У меня запершило в носу, я громко чихнул, чуть не упав со стула и больно ударившись лбом о тонкий край ближайшей пластины. Когда я слез, то увидел в зеркале, что кожа над правой бровью была рассечена, из раны сочилась кровь. Этого мне только не хватало!
Одеколона у меня здесь не было. Я достал чистый «клинекс» и прижал его к ране.
Вид головы в зеркале снова напомнил мне сон. Но ведь, в сущности, он не подсказал мне ничего, чего бы я уже не знал про свою жизнь. «Какой в нем был смысл? Что нового? А, парень?» – спросил я у своего бессознательного. И вдруг понял. Предупреждение содержалось не в маячившем перед глазами затылке, а в том, что я остановился.

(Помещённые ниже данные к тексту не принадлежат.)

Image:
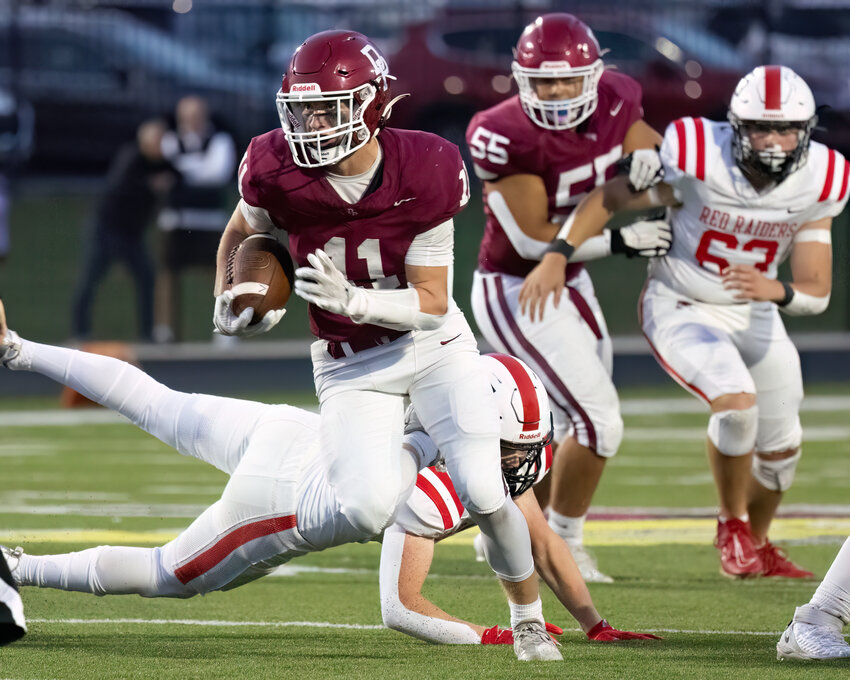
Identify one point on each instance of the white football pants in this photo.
(270, 453)
(362, 407)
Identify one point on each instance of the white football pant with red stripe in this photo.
(362, 409)
(569, 349)
(276, 505)
(712, 350)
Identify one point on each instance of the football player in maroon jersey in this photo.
(537, 154)
(744, 196)
(369, 221)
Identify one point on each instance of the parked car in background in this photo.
(93, 75)
(459, 63)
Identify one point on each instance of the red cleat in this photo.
(776, 563)
(738, 556)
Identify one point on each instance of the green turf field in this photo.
(71, 487)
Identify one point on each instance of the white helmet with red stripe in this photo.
(526, 419)
(772, 98)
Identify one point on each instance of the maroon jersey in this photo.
(423, 183)
(504, 141)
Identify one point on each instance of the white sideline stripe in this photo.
(628, 407)
(355, 626)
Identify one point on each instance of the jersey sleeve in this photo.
(835, 189)
(629, 91)
(684, 150)
(249, 188)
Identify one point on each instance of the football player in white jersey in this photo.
(815, 631)
(278, 503)
(433, 511)
(745, 195)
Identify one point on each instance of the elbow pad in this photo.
(803, 304)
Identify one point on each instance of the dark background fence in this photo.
(81, 75)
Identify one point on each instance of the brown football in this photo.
(260, 273)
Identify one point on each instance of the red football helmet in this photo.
(526, 420)
(333, 98)
(557, 46)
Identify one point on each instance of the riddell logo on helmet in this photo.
(555, 65)
(305, 87)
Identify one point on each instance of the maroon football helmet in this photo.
(557, 46)
(333, 98)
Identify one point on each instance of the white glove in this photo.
(645, 169)
(323, 285)
(650, 238)
(227, 323)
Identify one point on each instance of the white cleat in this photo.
(10, 348)
(813, 635)
(478, 545)
(10, 342)
(586, 564)
(13, 559)
(533, 643)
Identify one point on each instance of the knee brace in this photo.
(506, 541)
(776, 475)
(734, 432)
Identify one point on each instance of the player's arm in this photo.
(520, 204)
(405, 562)
(809, 290)
(420, 306)
(589, 219)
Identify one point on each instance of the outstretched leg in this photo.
(213, 429)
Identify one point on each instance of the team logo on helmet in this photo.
(378, 62)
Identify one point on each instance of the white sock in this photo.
(527, 612)
(104, 570)
(571, 529)
(833, 594)
(70, 571)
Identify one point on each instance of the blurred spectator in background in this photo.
(138, 181)
(16, 126)
(194, 218)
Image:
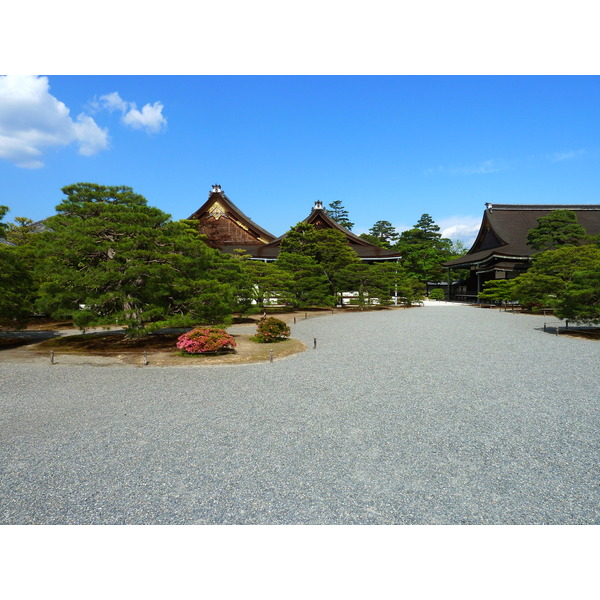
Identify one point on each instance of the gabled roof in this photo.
(218, 206)
(319, 218)
(504, 229)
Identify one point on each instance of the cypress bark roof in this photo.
(319, 218)
(236, 227)
(504, 229)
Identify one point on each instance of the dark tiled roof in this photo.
(504, 230)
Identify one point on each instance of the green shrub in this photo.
(271, 330)
(437, 294)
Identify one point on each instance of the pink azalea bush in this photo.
(205, 339)
(271, 330)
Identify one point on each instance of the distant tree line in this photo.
(108, 257)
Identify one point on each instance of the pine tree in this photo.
(107, 256)
(556, 229)
(384, 232)
(339, 214)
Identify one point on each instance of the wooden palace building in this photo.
(500, 250)
(228, 229)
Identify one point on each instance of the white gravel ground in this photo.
(435, 415)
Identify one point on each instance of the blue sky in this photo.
(388, 147)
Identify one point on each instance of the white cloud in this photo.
(112, 102)
(486, 167)
(464, 229)
(31, 120)
(150, 118)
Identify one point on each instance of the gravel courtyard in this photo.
(435, 415)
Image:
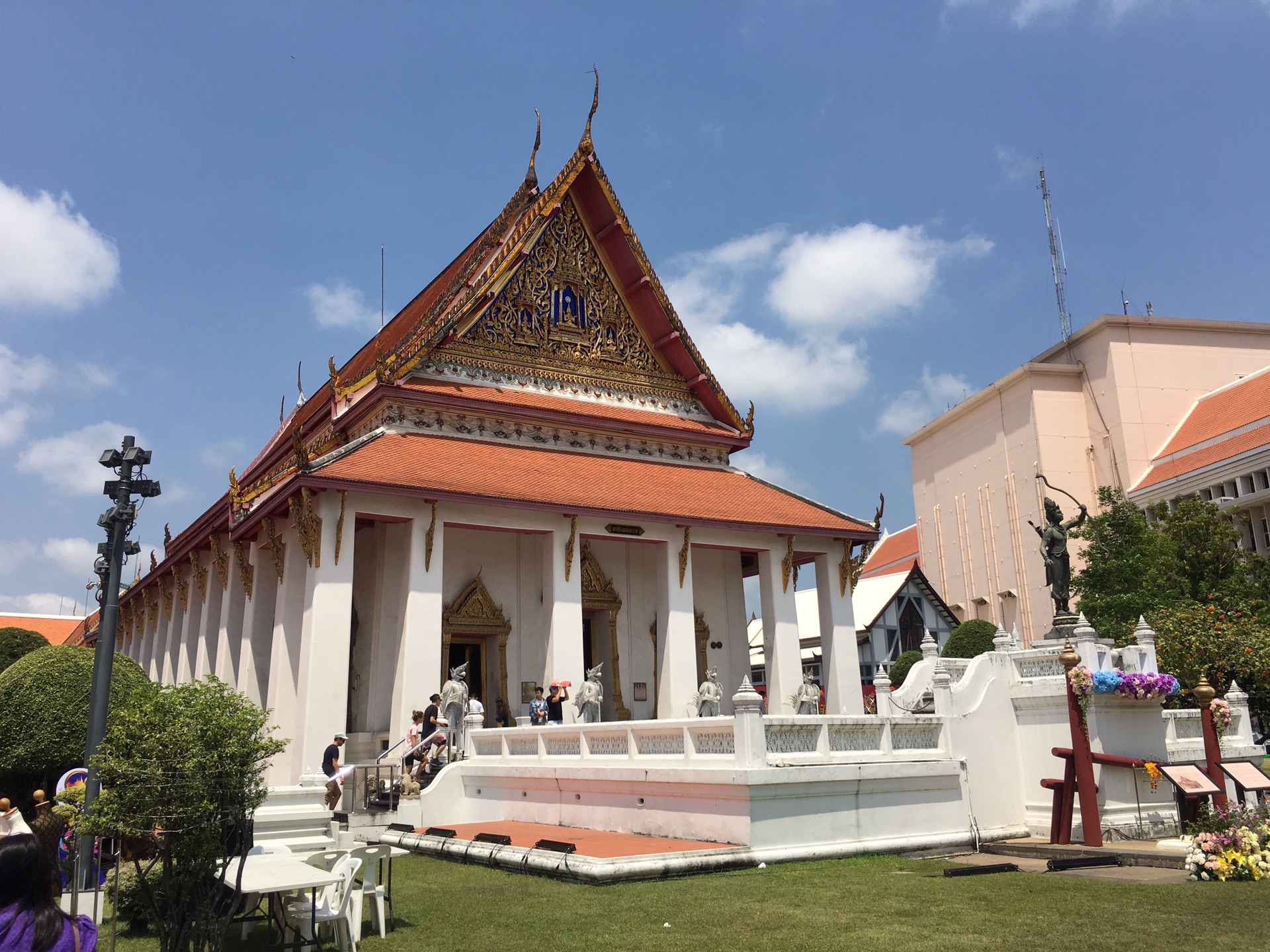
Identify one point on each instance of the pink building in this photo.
(1097, 409)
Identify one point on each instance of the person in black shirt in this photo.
(329, 766)
(433, 733)
(556, 703)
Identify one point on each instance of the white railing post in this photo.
(751, 742)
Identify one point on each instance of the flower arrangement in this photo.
(1140, 687)
(1231, 844)
(1081, 681)
(1221, 716)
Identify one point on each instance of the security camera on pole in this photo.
(117, 521)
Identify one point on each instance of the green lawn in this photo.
(868, 903)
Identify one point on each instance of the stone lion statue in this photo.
(588, 697)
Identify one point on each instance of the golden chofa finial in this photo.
(587, 146)
(531, 177)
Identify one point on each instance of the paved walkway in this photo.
(600, 844)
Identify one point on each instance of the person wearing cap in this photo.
(331, 767)
(11, 819)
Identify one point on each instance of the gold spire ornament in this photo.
(586, 146)
(531, 175)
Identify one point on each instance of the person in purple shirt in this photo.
(30, 918)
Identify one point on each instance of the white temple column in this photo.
(676, 633)
(208, 623)
(229, 634)
(288, 619)
(419, 660)
(562, 597)
(255, 645)
(780, 629)
(190, 616)
(321, 686)
(840, 658)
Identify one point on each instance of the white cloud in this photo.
(759, 465)
(44, 603)
(341, 306)
(13, 423)
(50, 255)
(74, 555)
(820, 287)
(857, 276)
(913, 409)
(69, 462)
(15, 555)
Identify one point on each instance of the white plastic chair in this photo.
(333, 908)
(371, 887)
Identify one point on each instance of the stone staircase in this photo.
(296, 816)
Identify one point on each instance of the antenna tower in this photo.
(1057, 260)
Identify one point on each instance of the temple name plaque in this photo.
(1246, 775)
(1189, 779)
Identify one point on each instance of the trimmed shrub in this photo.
(970, 639)
(901, 666)
(17, 643)
(44, 705)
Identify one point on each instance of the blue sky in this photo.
(840, 197)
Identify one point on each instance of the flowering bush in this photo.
(1221, 716)
(1140, 687)
(1231, 844)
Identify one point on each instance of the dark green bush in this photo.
(44, 707)
(970, 639)
(900, 668)
(17, 643)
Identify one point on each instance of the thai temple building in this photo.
(526, 470)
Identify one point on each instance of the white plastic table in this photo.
(273, 875)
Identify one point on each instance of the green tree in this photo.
(44, 709)
(185, 764)
(969, 639)
(17, 643)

И дальше смысл послания развернулся мгновенно во всю длину. Джессика и Бобби собирались лететь ко мне, когда я еще проводил операцию. И хотя мне лично ничто не угрожает… Я опять вспомнил, что мой номер обыскивали. Но, предположим, что за мной никто специально не охотится! Всё равно: моя жена и сын ехали ко мне, когда операция еще продолжалась, со всеми неожиданностями и неприятными сюрпризами, которые могут случиться. Я уже потерял так одну семью. А теперь – по нежеланию продумать этот вопрос, по безответственности, одним словом, по глупости – я подвергал их пусть даже теоретическому, но риску. Я должен их остановить – вот смысл сна!